Festival Lesung Osap : Tradisi Dayak Kenyah Badeng yang Terus Menggema di Kalimantan Timur

Berau, Kalimantan Timur – Kampung Bena Baru kembali memancarkan tradisi budaya nya yang unik membuat pusat perhatian pecinta budaya Nusantara tertuju kepada Festival Lesung Osap, Festival ini merupakan ungkapan rasa syukur masyarakat Dayak Kenyah Badeng atas hasil panen serta menjadi sarana untuk melestarikan adat istiadat dan warisan budaya leluhur.

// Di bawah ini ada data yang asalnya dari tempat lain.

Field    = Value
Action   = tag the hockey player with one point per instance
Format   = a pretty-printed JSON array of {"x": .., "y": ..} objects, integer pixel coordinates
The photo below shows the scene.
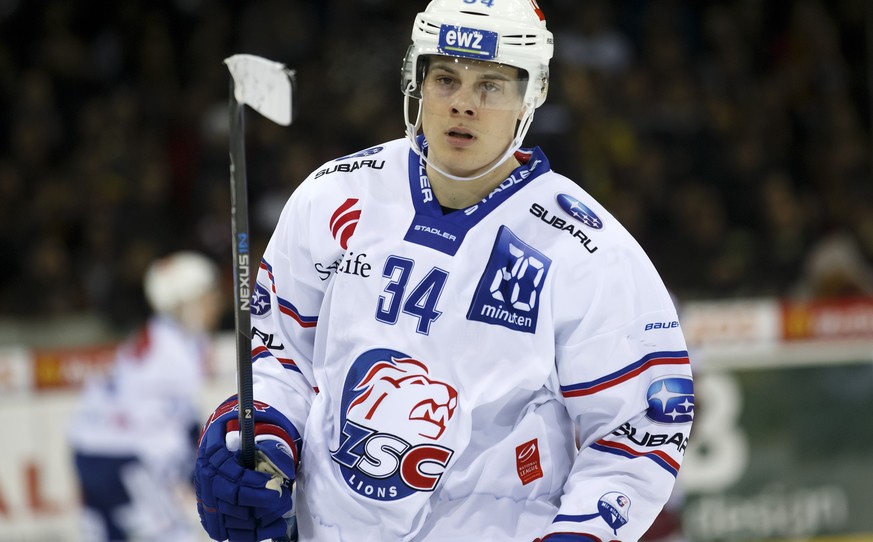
[
  {"x": 135, "y": 432},
  {"x": 453, "y": 341}
]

Kepala Kampung Bena Baru Nyelung Jalin menyampaikan, bahwa Festival Lesung Osap sudah dilaksanakan sejak 1985. Kegiatan ini merupakan bagian dari tradisi lama yang telah diwariskan secara turun-temurun. Tradisi ini menjadi bentuk ungkapan rasa syukur kepada Tuhan atas keberhasilan masyarakat, khususnya dalam bidang pertanian, mulai dari proses penanaman hingga masa panen.
Di Kampung Bena Baru, kegiatan pertanian biasanya dimulai pada bulan Juni dengan penanaman padi, dan hasilnya dipanen sekitar bulan Mei tahun berikutnya. Setelah masa panen usai, masyarakat menyampaikan rasa syukur mereka dengan menumbuk beras di dalam lesung. Kebiasaan ini terus dilestarikan dan diwariskan kepada generasi berikutnya hingga saat ini.
RAGAM KEGIATAN BUDAYA
Syukuran Pasca Panen
Masyarakat menumbuk beras di lesung sebagai simbol rasa syukur dan keberhasilan dalam bertani. Tradisi ini telah berlangsung sejak dahulu dan diturunkan secara turun-temurun.
Tari Khas Datun Julud
Tari Datun Julud adalah salah satu tarian khas Dayak Kenyah Badeng yang menggambarkan kehidupan dan budaya mereka. Penampilan ini melibatkan berbagai kalangan, dari anak-anak hingga orang dewasa.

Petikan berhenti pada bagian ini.